Yeah, can you imagine their disappointment if they'd turned up to protest and found all the people they were protesting against behaving like Edward? ;-)
*snerk*
Posted by: Jesurgislac | August 31, 2004 at 03:31 AM
Um, Slarti?
Yes? Were you about to ask me a question about some off-topic point I haven't been engaged in?

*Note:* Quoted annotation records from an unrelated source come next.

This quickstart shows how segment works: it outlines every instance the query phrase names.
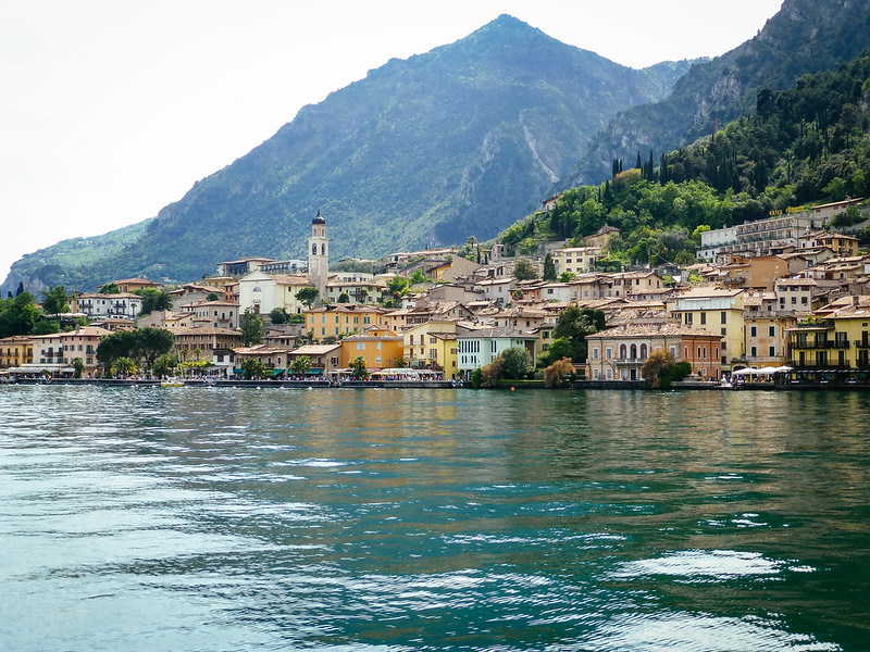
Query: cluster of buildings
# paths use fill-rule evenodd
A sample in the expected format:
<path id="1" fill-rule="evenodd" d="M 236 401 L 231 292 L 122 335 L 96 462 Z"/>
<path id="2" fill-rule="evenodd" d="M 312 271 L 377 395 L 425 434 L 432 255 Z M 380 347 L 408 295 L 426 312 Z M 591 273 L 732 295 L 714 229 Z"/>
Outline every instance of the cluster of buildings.
<path id="1" fill-rule="evenodd" d="M 785 234 L 782 220 L 743 225 L 741 233 Z M 821 226 L 819 224 L 818 226 Z M 775 228 L 774 228 L 775 227 Z M 850 378 L 870 371 L 870 256 L 850 236 L 800 226 L 795 240 L 757 242 L 763 249 L 712 255 L 664 276 L 651 269 L 593 272 L 614 233 L 605 227 L 579 248 L 550 248 L 567 283 L 518 280 L 499 247 L 485 264 L 452 250 L 397 253 L 385 274 L 331 273 L 325 221 L 312 221 L 304 261 L 245 259 L 221 263 L 219 274 L 171 291 L 173 309 L 141 316 L 141 297 L 156 284 L 115 281 L 121 293 L 84 293 L 72 311 L 88 326 L 69 333 L 0 340 L 0 369 L 69 373 L 79 358 L 86 375 L 99 373 L 96 348 L 119 328 L 154 326 L 175 336 L 183 361 L 207 361 L 211 374 L 237 375 L 256 359 L 274 376 L 293 375 L 307 356 L 309 375 L 330 376 L 362 358 L 371 371 L 425 369 L 444 378 L 468 377 L 511 347 L 533 361 L 554 341 L 560 313 L 571 304 L 599 310 L 607 329 L 588 336 L 587 360 L 573 361 L 589 380 L 639 380 L 649 355 L 664 350 L 693 374 L 720 379 L 743 367 L 793 367 L 796 374 Z M 540 264 L 540 261 L 537 261 Z M 394 293 L 397 275 L 417 271 L 430 279 L 406 296 Z M 691 283 L 689 283 L 691 279 Z M 315 288 L 318 300 L 298 298 Z M 389 305 L 389 308 L 384 304 Z M 272 323 L 283 309 L 290 323 Z M 241 344 L 240 317 L 257 312 L 268 326 L 263 342 Z"/>

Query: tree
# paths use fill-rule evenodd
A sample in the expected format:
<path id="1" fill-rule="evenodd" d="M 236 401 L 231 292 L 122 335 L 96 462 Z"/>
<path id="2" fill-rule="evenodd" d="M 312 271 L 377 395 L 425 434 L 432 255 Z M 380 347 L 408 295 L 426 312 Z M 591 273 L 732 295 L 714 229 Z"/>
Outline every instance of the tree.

Posted by: Slartibartfast | August 31, 2004 at 07:37 AM
Incidentally, I was at the big pro-democracy rally in Hong Kong in June. The government estimated its size at around 100,000; the protest organizers said it was more like half a million and, based on my back-of-the-envelope calculation and exposure to other Hong Kong rallies, that sounds about right to me. I'm not sure about the rate of flow of the NYC protest, so this is quite hand-wavey, but given its physical length, duration and density, 120k sounds ridiculously low to me. [We get about that many on the streets in Madison for Halloween; that's roughly the size of a large Big Ten stadium crowd (Michigan's seating capacity is about 110k); and either of those events would have been dwarfed by the NYC protest.] I was guessing 300k - 400k; 500k is certainly plausible.
As a slight tangent: quoth my dad, the historian, the general rule of thumb in SE Asian politics is that the protest supervisors will always overestimate the number involved in the protest (ballpark 10-30% increase) and the government will woefully underestimate the number (ballpark 50-80% decrease). I don't know if this holds true in the US or not.